Oosthoek encyclopedie

Oosthoek's Uitgevers Mij. N.V (1916-1925)

Gepubliceerd op 17-01-2019

Adamieten

betekenis & definitie

Adamieten - Met dezen naam werden in de middeleeuwen verschillende secten aangeduid onder beschuldiging van duivelsdienst, ontucht, vrouwengemeenschap en allerlei nachtelijke uitspattingen. In het begin der 14e eeuw waren het Waldenzen in Oostenrijk en Boheme, die zoo werden genoemd, terwijl in 1320 aanhangers van de secte van den vrijen geest te Keulen als Adamietische ketters worden aangeduid. In 1421 werden de Hussieten als A. beschuldigd van sodomie en bloedschande, terwijl een taborietische secte dezen naam zeer lang is blijven dragen.

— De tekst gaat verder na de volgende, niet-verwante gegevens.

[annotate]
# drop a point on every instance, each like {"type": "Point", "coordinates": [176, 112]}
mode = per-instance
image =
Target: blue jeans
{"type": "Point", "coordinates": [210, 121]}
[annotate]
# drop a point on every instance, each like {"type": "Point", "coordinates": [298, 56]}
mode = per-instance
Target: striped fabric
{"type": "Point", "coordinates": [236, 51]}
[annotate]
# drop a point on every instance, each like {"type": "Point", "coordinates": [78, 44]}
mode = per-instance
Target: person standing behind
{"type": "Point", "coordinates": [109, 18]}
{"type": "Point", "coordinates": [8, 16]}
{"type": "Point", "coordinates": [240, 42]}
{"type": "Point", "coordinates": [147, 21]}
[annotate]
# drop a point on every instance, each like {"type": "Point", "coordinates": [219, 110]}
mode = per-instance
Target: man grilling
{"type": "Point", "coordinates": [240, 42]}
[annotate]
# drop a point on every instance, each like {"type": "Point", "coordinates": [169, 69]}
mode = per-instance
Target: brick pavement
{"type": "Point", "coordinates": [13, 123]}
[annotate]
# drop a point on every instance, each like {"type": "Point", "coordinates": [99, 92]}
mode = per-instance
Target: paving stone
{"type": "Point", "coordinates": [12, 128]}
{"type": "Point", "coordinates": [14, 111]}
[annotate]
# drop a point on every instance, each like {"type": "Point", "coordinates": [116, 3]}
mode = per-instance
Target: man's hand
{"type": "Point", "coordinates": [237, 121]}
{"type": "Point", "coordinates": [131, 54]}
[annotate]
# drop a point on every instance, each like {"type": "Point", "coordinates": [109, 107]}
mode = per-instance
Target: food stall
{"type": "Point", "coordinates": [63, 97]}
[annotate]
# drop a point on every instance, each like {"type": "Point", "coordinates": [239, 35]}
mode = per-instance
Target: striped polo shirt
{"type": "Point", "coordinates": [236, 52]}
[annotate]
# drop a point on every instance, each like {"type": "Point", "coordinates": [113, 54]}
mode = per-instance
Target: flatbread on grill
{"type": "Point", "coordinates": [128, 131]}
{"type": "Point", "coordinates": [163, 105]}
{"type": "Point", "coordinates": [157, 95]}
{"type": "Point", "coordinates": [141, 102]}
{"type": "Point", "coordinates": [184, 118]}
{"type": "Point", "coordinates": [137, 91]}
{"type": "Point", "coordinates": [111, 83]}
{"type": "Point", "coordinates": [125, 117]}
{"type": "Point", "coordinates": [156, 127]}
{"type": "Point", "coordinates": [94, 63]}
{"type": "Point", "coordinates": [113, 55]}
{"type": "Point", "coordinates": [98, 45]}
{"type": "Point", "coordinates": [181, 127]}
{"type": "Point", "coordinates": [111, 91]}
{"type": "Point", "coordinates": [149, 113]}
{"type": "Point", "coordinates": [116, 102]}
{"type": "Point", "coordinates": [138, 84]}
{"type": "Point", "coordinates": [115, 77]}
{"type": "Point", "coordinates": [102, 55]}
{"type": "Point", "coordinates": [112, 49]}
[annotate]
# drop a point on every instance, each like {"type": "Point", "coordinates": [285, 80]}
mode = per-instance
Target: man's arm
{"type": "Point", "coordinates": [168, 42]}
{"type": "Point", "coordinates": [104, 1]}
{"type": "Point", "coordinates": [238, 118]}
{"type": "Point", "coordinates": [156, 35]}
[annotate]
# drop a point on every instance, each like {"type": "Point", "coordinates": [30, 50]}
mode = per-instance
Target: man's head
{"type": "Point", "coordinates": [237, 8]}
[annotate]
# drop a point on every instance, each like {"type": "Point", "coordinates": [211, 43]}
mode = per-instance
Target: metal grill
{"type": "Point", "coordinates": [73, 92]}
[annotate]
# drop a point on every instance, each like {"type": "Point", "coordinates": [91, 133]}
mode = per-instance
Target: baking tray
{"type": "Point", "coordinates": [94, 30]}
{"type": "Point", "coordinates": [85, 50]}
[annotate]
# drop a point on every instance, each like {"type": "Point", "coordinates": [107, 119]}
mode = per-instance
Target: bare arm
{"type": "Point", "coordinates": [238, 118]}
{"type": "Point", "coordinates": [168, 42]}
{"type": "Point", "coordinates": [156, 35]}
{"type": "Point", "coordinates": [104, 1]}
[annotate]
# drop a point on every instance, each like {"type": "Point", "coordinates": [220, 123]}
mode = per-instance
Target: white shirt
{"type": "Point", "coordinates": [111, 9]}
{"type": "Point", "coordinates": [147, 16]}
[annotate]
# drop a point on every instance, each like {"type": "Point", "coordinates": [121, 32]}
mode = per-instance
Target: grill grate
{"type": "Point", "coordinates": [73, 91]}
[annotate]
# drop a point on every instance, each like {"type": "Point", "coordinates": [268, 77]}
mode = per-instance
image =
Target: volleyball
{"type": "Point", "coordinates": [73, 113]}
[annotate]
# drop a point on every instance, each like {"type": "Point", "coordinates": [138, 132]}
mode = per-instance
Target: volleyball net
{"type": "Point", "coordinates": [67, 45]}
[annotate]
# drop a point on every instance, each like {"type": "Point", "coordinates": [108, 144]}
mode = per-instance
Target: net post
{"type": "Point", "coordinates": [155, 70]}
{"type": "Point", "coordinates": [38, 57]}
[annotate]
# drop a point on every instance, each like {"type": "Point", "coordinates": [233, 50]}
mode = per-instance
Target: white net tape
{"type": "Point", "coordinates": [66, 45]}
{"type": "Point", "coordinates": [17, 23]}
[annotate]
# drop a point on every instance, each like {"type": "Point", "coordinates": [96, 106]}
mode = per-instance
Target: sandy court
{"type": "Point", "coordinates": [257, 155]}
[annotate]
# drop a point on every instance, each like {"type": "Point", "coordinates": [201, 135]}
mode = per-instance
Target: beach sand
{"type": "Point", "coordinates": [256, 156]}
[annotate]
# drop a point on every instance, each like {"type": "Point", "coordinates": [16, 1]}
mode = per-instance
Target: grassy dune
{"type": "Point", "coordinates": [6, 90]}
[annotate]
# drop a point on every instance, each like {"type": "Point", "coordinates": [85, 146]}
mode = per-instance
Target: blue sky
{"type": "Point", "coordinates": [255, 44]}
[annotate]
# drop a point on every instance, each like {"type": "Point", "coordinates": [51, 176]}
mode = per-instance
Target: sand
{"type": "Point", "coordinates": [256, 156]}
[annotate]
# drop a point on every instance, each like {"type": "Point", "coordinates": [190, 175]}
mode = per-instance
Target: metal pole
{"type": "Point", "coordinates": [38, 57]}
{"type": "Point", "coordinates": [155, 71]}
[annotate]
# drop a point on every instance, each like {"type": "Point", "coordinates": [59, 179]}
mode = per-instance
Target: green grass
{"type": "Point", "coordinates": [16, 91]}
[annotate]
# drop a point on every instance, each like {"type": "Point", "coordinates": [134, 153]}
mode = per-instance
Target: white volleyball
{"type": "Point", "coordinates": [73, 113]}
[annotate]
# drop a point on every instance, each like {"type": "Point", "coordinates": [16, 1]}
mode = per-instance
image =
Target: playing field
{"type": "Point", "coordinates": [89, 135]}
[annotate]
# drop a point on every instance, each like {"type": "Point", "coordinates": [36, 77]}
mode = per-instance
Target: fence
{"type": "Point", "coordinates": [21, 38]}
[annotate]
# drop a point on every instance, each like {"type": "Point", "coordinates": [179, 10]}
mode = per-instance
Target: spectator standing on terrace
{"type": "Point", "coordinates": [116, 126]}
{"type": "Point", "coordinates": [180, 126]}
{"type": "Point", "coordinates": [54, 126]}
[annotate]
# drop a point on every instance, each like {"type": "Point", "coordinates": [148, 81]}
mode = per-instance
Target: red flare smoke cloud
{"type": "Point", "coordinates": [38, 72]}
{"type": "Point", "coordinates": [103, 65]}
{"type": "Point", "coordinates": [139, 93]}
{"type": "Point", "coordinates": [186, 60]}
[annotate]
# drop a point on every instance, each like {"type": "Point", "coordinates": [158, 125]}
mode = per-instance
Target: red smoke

Al deze beschuldigingen van ontucht zijn echter in hooge mate verdacht. — In de 16de eeuw was er onder de Nederlandsche wederdoopers een secte der A., die bij hunne opname in de gemeente zich naakt uitkleeden moesten, om daarmee te toonen, dat de lust der zinnen geen kracht meer op hen oefende. — Naar Adam Pastor, een wederdooper uit het midden der 16de eeuw, oorspr. Rudolf Martens geheeten en aan den Nederrijn werkzaam, heeten zijne volgelingen ook Adamieten.